I was so furious with the way these extremely affluent well-educated people were behaving. We were getting rashes all over our bodies due to these caterpillars. And without thinking twice I asked my maid to throw the clutter into the forest area that was just a wall away from our building. I even paid her to do so. That was the only way to stop the infestation from spreading….

Wait. Hear me out. Instead of apologizing for all the trouble that they had created for us, these super-rich elite educated globetrotting citizens came to our house and started fighting with us. It was their property they said. And so we had no right to touch it without their permission. The norms of this civilized educated society prescribed this in writing. So I ended up paying for the damage I had caused. Wow! What a wonderful society it was to live in.

For the next three years, I went running from pillar to post and begged, literally begged the society to get pest control done before the monsoons. They were such magnanimous folks you see – that they would send the pest control bhaiya to my house. After that, it was up to me to stand in the pouring rain and get pest control done for the entire building. The infestation bothered only me, No? So I had to do the needful. So simple. That’s how things work in real life and we learn to live with it too.

Such things rarely anger me now. Living in different houses and with all kinds of people has made me immune I suppose. But the entire rush of bitter emotions came flooding back last week when I heard a woman screaming her lungs out at 8.30 a.m. I looked out of the window to see why she was using such foul vile language so early in the morning and ended up admiring her. She was dressed up in official clothes and someone had watered their plants generously just when she was starting her two-wheeler – ruining her clothes and her day.

But unlike me, she did not keep quiet. She cursed them using the choicest expletives, gave the watchman a good piece of her mind for trying to cover up for them, demanded that he go up to their flat right away and instruct them – not request – instruct them to remove their plants from their window sills – NOW. She waited there till he did what she ordered him to do. Another lady who was also off to work at the same time supported her by screaming at the entire society in a loud voice.

I did respect, admire and applaud them that day. They dared to tell people that they were doing the wrong thing. But maybe over years, or with age, I had realized that all this anger is misplaced. I just ended up ruining my day. And I was right in my own weird way too. For despite all the ruckus that the two ladies had created, I could see from my window that not a single plant had moved out from any of the window sills.

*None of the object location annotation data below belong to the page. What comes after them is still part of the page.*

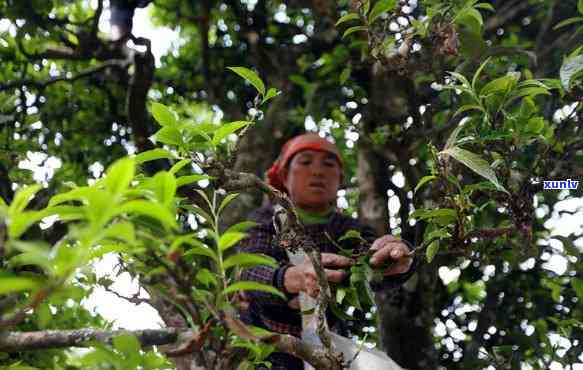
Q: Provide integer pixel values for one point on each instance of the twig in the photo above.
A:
(135, 299)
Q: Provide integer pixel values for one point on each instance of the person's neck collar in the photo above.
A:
(311, 217)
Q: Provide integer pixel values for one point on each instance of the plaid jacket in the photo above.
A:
(272, 312)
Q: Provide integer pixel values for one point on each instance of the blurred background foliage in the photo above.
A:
(405, 88)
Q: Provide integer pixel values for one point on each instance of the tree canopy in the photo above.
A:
(451, 115)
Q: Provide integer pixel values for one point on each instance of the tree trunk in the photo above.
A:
(406, 314)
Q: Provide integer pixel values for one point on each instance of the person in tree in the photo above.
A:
(309, 169)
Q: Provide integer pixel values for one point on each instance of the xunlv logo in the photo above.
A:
(564, 184)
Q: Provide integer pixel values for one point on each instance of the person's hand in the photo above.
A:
(387, 248)
(302, 277)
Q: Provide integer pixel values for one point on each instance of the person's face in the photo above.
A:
(312, 180)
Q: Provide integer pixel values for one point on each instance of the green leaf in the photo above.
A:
(126, 344)
(531, 91)
(227, 129)
(346, 18)
(241, 226)
(20, 222)
(163, 115)
(248, 260)
(440, 233)
(424, 180)
(123, 231)
(471, 18)
(345, 74)
(185, 180)
(179, 165)
(423, 214)
(474, 292)
(43, 315)
(340, 295)
(199, 211)
(431, 251)
(168, 135)
(228, 199)
(486, 6)
(227, 240)
(452, 139)
(164, 186)
(479, 72)
(202, 251)
(535, 125)
(22, 197)
(460, 78)
(365, 6)
(152, 155)
(104, 249)
(185, 239)
(271, 93)
(251, 285)
(206, 277)
(501, 84)
(475, 163)
(40, 259)
(251, 77)
(567, 22)
(468, 107)
(577, 284)
(571, 68)
(381, 7)
(119, 176)
(354, 29)
(149, 209)
(350, 234)
(12, 283)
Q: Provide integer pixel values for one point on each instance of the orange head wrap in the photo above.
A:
(293, 146)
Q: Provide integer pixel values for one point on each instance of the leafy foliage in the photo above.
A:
(465, 111)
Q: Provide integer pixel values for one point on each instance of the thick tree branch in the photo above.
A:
(36, 340)
(86, 73)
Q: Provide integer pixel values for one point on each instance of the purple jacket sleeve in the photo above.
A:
(259, 241)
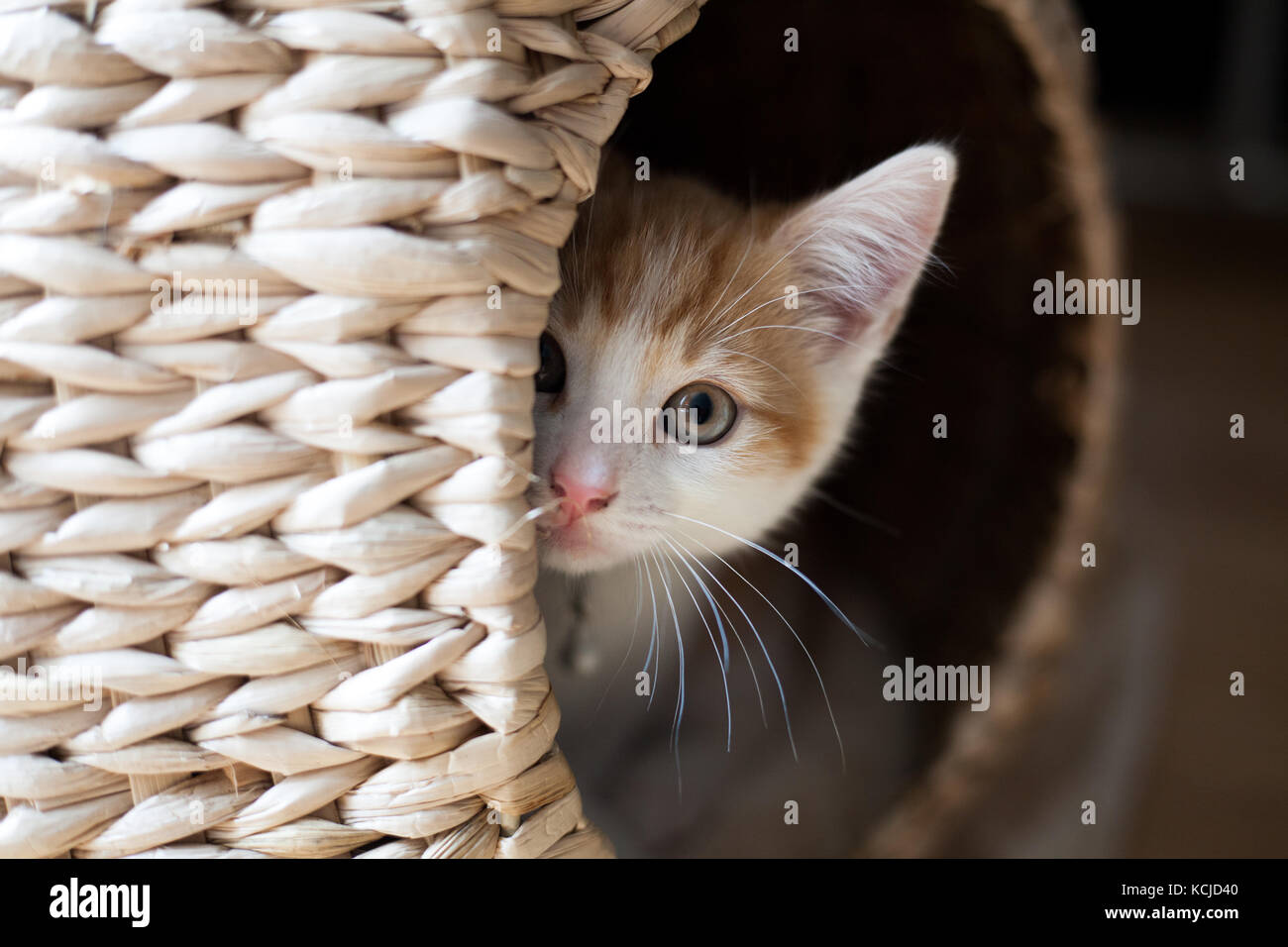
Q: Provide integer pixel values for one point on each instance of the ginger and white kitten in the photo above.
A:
(767, 324)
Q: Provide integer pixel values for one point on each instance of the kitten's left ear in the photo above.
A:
(863, 245)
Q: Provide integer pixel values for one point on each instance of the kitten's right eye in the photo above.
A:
(550, 375)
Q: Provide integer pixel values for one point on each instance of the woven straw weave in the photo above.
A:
(292, 547)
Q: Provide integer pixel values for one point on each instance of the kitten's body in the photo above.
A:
(781, 313)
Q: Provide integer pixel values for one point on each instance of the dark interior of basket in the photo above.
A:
(973, 514)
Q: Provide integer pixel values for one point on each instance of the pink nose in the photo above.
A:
(581, 492)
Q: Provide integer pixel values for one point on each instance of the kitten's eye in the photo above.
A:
(713, 410)
(550, 375)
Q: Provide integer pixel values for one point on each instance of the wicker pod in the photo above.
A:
(270, 281)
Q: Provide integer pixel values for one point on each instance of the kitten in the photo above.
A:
(743, 338)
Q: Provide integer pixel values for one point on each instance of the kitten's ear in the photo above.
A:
(863, 245)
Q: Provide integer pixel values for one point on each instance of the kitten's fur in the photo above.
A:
(668, 282)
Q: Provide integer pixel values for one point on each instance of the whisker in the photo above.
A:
(771, 269)
(679, 696)
(867, 519)
(809, 657)
(724, 665)
(655, 647)
(535, 513)
(755, 681)
(635, 628)
(751, 239)
(799, 329)
(786, 295)
(867, 639)
(768, 365)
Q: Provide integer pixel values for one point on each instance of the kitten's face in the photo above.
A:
(761, 328)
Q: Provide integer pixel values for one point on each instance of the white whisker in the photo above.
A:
(771, 269)
(809, 657)
(724, 664)
(867, 639)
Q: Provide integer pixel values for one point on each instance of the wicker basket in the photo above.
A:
(287, 534)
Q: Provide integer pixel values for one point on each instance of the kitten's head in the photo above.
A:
(759, 326)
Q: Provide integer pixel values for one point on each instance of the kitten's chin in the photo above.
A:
(572, 552)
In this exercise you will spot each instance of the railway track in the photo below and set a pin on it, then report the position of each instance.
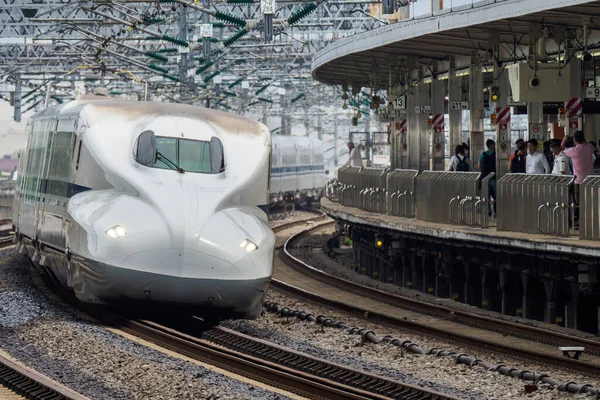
(257, 359)
(477, 322)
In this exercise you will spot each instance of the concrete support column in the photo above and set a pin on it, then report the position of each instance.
(525, 299)
(503, 145)
(412, 136)
(455, 116)
(535, 115)
(571, 307)
(423, 99)
(476, 114)
(550, 307)
(438, 148)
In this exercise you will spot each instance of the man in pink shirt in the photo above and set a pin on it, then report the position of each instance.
(582, 157)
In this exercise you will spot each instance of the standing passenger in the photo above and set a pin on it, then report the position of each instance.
(536, 160)
(517, 162)
(487, 165)
(561, 163)
(355, 159)
(582, 157)
(459, 161)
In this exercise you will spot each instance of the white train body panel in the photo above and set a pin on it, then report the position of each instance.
(297, 170)
(183, 230)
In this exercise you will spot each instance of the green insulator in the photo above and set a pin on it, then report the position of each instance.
(235, 37)
(209, 77)
(159, 69)
(204, 67)
(262, 89)
(236, 82)
(230, 18)
(156, 56)
(152, 20)
(172, 77)
(174, 40)
(301, 13)
(295, 99)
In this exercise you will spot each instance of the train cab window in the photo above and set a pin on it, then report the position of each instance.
(190, 155)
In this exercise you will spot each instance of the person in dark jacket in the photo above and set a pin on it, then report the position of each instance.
(517, 162)
(487, 165)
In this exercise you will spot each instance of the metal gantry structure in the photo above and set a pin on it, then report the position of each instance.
(234, 54)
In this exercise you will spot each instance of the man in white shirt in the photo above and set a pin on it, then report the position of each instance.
(536, 162)
(561, 164)
(355, 159)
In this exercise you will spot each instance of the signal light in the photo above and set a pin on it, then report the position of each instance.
(379, 241)
(494, 93)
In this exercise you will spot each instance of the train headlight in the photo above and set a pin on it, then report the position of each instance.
(248, 245)
(116, 232)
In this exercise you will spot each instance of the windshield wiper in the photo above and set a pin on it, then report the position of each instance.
(168, 162)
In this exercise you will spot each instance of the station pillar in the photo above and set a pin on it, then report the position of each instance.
(456, 104)
(422, 111)
(503, 113)
(550, 306)
(438, 148)
(412, 137)
(571, 306)
(477, 142)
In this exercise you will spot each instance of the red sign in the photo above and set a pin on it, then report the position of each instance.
(574, 123)
(574, 107)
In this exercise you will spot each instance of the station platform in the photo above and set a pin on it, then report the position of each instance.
(571, 245)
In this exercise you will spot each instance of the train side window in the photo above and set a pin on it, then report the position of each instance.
(217, 158)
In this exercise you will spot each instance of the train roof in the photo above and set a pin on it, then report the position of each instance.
(100, 110)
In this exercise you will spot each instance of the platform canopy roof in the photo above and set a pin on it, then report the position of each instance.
(504, 31)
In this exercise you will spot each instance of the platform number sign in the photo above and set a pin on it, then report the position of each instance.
(267, 6)
(399, 103)
(592, 93)
(423, 109)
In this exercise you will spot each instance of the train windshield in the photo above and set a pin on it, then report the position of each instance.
(190, 155)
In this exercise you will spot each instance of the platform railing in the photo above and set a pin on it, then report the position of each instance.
(531, 203)
(401, 192)
(589, 209)
(372, 188)
(448, 197)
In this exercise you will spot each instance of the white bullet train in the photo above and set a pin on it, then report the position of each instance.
(150, 204)
(297, 172)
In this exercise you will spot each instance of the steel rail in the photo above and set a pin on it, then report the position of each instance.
(512, 329)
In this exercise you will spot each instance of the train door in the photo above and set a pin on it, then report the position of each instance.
(58, 184)
(42, 177)
(74, 162)
(20, 178)
(36, 150)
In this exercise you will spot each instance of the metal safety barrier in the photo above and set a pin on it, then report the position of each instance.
(348, 179)
(372, 189)
(401, 191)
(589, 208)
(534, 203)
(449, 197)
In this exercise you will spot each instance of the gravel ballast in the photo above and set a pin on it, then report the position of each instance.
(441, 374)
(48, 336)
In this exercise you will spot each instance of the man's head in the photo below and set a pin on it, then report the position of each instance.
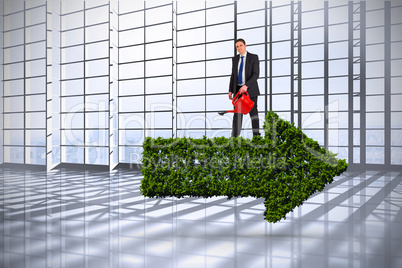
(241, 46)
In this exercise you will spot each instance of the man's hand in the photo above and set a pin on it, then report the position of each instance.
(243, 89)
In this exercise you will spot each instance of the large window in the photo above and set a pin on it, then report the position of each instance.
(145, 75)
(84, 82)
(84, 89)
(24, 82)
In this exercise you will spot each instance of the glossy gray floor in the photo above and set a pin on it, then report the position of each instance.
(68, 218)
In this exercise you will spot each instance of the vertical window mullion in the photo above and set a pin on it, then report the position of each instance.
(362, 83)
(350, 82)
(387, 83)
(326, 73)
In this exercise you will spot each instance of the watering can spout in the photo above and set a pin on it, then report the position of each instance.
(242, 103)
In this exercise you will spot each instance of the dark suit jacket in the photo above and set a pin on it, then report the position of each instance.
(252, 72)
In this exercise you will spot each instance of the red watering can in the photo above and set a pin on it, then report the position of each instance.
(242, 103)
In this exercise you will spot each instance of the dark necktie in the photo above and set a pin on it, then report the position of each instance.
(240, 78)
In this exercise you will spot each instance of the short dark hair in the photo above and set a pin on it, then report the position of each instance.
(240, 40)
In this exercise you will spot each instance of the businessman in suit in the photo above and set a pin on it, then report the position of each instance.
(245, 72)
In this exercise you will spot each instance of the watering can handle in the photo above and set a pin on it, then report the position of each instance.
(236, 98)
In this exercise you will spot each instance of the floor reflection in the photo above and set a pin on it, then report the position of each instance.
(69, 218)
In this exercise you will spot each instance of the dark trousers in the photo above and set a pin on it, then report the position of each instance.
(238, 120)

That night, I went out for a long walk all by myself around the car park in our building. I live beside a 21 storey building. And one extremely generous neighbour of ours, god knows who this blessed soul is, decided to feed the dogs that roamed in the open around our society. So she wrapped up two nicely browned chappatis along with the leftover sabji and tossed them out from her window. They missed the target area and fell right in front of me, narrowly missing my head.

I stepped around the messy rotis and continued walking. I was determined. I wouldn’t let such folks ruin my day. I was fortunate to witness only a couple of flying rotis. I said that to myself. Loudly. Others had witnessed used sanitary napkins falling around them. They were mere rotis after all…..

Years back, when I was a teenager, we used to watch an advertisement for Onida TV which said, “Neighbour’s envy owner’s pride.” For this to happen, we need to be on good terms, or at least on talking terms with our neighbours. Not all people are uncivilized. I know. I have lived next to some really beautiful neighbours too.

But maybe such bitter experiences have soured me up for life. I don’t really know the reason. Often I don’t bother to probe too deeply within myself too. All I know is that I hesitate a hundred times before I forge bonds with my neighbours now. Good fences make good neighbours is what I practise more consciously these days. I know I am wrong. But I don’t want to change anyone else now. I prefer to change myself. I keep to myself. I ensure I don’t do such things. And that is good enough for me.